Transocean Revises Bid to Limit Liability After U.S. Criticism

By | June 1, 2010

The Obama administration told Transocean Ltd. in a letter last week it was “simply unconscionable” for the drilling firm to try to limit its liability in the Gulf of Mexico oil spill accident, prompting the company to revise its court petition.

Transocean asked a U.S. court in Houston on May 13 to limit its liability to just under $27 million. That sparked outrage by the Obama administration, which is grappling with the consequences of oil spurting into the Gulf and ruining the fragile ecosystem.

Transocean cited the 1851 Limitation of Liability Law in its petition, infamously used by the owners of the luxury cruise liner Titanic to protect them from claims by the ship’s survivors and families of those who perished on the vessel.
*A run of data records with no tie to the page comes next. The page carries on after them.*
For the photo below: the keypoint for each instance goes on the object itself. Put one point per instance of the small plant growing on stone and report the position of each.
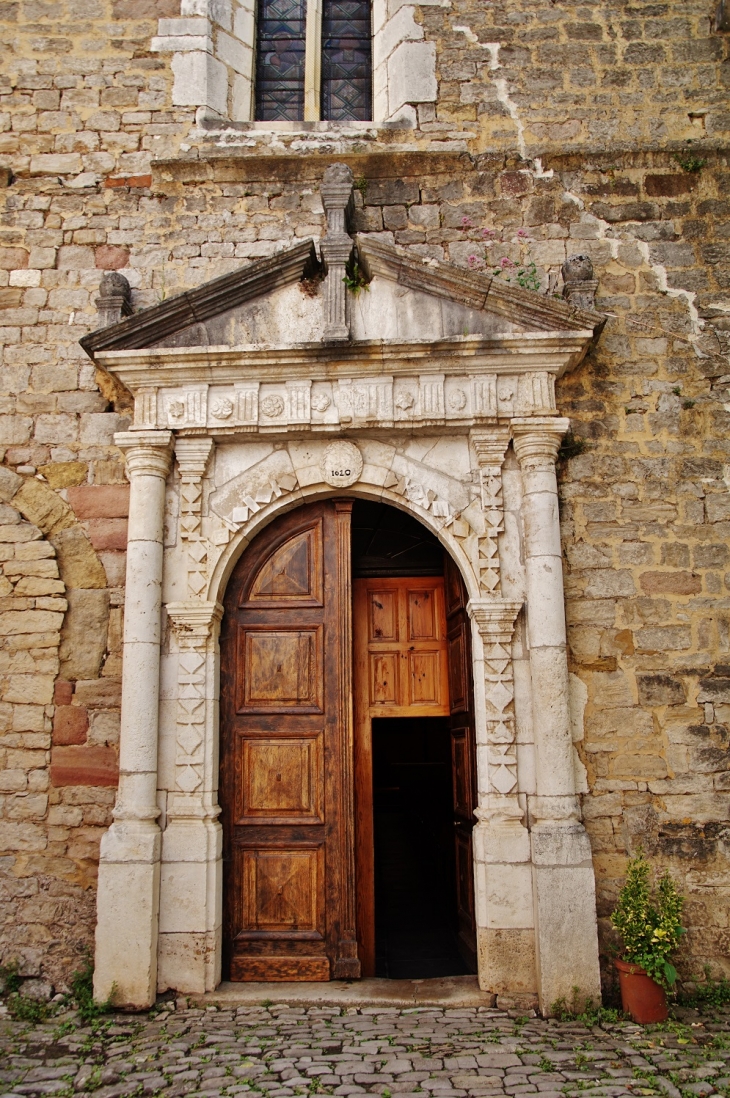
(310, 287)
(572, 446)
(688, 161)
(26, 1010)
(648, 920)
(10, 977)
(523, 271)
(355, 279)
(82, 992)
In a scathing May 24 letter to the company, obtained by Reuters under a Freedom of Information Act request, the Justice Department demanded Transocean exclude from its request expected liability claims by federal and state governments that could reach billions of dollars.

“It is simply unconscionable, in the circumstances of this case, that Transocean is attempting to use this same shield of liability (used in the Titanic case), potentially leaving thousands of people who have been damaged by your clients’ actions with no remedy,” wrote Tony West, assistant attorney general for the Justice Department’s civil division.

He said the Oil Pollution Act of 1990 — passed in the wake of the Exxon Valdez spill — and subsequent case law excluded oil spills from the 1851 Limitation of Liability Law.

“Given the foregoing, we ask that you agree to modify the court’s monition to the extent that it could be construed to cover the claims of the United States or the States,” he said.

CLARIFIED POSITION

Transocean’s lawyers filed a letter with the court the day after West’s letter and the company reiterated Friday that did not intend to block claims under the 1990 law.

“We have clarified that to the … court and to the Department of Justice,” the company said in a statement. Other claims that could be pursued include those by workers injured on the rig or by the families of those killed.

While the Coast Guard has designated Transocean as a responsible party under the 1990 oil spill law, a Transocean official told Congress this week the company has only accepted responsibility for contamination from the drilling rig.

The April 20 explosion aboard the Transocean Deepwater Horizon rig killed 11 workers and injured 17 others. The well has been spewing oil and gas for weeks despite efforts by BP to cap it.

West also lambasted Transocean for moving forward with a $1 billion payout of dividends to shareholders, saying that it added “insult to injury.”

The company said earlier this week in a statement that the dividend had been proposed before the Deepwater Horizon accident and “will not impact the company’s ability to meet its legal obligations relating to the Deepwater Horizon accident.”

A Justice Department spokesman declined to comment on Transocean’s subsequent clarifications.

The Justice Department has already demanded that the owner of the well, BP Plc, as well as those who helped drill it, Transocean and Halliburton, preserve documents related to the disaster ahead of a possible government investigation.

Legal experts have said they expect the Justice Department to launch a criminal probe soon.